Speaker: Kevin Gimpel
Date: Monday, April 12, 2010
Time: Noon
Venue: GHC 6115
Abstract:
Considerable speed-ups to machine learning problems have been achieved by two developments: distributed computing (either on multi-core or "cloud" architectures) and rapidly converging online learning algorithms. In this talk, we combine these two. Distributed computing has largely been paired with "batch" algorithms like EM and L-BFGS, in which the entire training dataset is processed once per iterative update; our approach makes more frequent online updates asynchronously, either in a pure online or mini-batch setting. Asynchronous updates can introduce error, but the approach has similar convergence guarantees to other online learning algorithms in certain settings, such as the case of online gradient-based optimization for convex objectives. We first consider this setting, and present a series of experiments exploring practical issues for a structured prediction task in natural language processing, named-entity recognition.
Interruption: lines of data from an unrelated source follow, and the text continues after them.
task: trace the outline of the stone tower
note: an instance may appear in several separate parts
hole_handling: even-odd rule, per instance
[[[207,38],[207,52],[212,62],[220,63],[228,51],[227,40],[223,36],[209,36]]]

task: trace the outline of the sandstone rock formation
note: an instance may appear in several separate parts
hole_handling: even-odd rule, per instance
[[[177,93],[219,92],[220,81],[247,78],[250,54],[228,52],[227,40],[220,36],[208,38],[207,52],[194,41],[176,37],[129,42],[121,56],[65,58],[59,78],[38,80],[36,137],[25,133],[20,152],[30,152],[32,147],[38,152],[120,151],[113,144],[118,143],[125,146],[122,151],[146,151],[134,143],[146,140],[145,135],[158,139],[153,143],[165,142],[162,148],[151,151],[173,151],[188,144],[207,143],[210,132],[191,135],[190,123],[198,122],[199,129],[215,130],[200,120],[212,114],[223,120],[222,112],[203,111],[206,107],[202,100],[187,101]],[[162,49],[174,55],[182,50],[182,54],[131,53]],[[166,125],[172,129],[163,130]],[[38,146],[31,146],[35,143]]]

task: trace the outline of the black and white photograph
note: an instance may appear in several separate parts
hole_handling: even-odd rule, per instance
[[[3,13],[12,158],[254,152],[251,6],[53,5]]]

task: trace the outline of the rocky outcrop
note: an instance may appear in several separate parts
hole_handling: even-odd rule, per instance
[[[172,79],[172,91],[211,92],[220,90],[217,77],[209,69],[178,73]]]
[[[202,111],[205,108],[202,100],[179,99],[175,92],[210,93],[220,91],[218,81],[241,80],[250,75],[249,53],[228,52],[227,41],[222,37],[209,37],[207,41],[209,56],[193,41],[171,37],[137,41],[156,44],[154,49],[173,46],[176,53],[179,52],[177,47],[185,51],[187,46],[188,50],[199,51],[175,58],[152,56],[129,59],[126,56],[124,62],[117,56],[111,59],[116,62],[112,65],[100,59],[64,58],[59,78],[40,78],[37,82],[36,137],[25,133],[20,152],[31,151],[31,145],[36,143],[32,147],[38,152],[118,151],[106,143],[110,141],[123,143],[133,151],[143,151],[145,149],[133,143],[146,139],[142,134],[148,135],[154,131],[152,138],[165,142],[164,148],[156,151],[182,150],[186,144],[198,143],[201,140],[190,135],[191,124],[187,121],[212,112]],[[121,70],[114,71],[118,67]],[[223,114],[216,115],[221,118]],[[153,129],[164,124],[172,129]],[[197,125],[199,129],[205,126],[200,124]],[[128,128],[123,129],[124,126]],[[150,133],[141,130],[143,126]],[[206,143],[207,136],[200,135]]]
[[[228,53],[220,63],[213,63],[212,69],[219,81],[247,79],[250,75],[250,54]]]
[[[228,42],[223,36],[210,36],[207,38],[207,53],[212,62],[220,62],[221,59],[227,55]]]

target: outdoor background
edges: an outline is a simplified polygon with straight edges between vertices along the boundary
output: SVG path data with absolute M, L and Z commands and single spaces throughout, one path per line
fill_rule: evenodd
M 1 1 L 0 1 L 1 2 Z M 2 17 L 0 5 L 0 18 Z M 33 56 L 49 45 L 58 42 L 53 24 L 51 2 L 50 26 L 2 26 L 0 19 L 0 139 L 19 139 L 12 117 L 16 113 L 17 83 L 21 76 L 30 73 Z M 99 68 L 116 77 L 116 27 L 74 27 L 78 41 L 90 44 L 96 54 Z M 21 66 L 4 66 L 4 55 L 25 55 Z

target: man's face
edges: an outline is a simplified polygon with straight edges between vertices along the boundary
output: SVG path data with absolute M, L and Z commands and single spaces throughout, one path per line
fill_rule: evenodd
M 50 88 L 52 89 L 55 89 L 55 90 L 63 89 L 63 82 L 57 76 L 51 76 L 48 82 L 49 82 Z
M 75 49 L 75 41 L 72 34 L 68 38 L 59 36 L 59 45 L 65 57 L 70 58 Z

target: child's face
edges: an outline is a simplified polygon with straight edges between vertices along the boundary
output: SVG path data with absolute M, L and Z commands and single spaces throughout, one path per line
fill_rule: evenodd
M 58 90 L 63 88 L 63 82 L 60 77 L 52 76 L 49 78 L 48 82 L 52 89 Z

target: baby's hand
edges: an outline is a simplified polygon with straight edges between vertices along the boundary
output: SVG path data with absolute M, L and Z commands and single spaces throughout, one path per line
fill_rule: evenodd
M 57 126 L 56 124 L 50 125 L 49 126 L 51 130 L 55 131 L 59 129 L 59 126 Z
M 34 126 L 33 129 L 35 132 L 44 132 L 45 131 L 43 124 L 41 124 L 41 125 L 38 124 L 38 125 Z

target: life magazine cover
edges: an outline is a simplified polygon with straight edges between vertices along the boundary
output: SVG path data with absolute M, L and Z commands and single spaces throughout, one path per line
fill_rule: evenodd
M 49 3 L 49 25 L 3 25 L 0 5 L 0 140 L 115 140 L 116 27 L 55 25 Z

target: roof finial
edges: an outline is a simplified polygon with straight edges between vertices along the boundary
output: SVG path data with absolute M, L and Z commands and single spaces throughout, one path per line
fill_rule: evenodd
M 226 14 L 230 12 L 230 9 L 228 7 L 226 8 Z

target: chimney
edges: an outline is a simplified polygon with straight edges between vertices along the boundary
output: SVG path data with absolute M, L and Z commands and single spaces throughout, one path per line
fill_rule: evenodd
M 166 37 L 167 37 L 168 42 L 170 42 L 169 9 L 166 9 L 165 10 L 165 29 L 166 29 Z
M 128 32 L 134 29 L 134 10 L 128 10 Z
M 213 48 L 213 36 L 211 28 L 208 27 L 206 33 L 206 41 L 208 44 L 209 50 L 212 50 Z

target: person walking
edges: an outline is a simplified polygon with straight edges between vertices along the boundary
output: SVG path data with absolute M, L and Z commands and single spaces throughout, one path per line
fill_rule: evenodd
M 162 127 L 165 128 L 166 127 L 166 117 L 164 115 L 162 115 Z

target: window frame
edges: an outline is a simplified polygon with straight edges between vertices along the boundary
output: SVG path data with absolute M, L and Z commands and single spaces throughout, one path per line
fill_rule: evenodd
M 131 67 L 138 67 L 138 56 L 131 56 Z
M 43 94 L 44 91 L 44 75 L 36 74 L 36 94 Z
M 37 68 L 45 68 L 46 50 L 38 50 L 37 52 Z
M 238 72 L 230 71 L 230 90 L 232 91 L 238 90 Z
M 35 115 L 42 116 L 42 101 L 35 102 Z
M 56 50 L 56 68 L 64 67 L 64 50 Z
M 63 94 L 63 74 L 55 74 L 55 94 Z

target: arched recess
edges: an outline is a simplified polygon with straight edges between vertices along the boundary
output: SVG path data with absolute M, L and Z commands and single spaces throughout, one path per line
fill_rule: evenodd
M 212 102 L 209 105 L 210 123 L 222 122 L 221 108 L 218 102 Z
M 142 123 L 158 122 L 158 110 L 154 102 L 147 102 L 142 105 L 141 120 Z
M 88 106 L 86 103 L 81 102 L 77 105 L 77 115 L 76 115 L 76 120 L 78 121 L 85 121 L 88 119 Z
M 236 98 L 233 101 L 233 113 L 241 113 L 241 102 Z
We also consider settings that are not yet supported by theoretical results. We apply an online version of EM (Cappe and Moulines, 2009) to two unsupervised structured learning tasks: (1) word alignment for machine translation, and (2) unsupervised part-of-speech tagging. For the former we use a model that actually has a concave log-likelihood function, while the latter fits the more common unsupervised learning scenario with a non-concave objective. In both cases we find significant speed-ups over batch algorithms with no observable problems arising from the use of asynchronous updates. In addition, we present experimental results when running asynchronous mini-batch algorithms on M45, a large cluster running the Hadoop MapReduce framework. We find that, while MapReduce is not an ideal fit for these algorithms, they do converge faster than batch algorithms on the same hardware and we expect that the MapReduce framework may become more appropriate for asynchronous learning as problem sizes continue to grow.
This is joint work with Dipanjan Das and Noah Smith.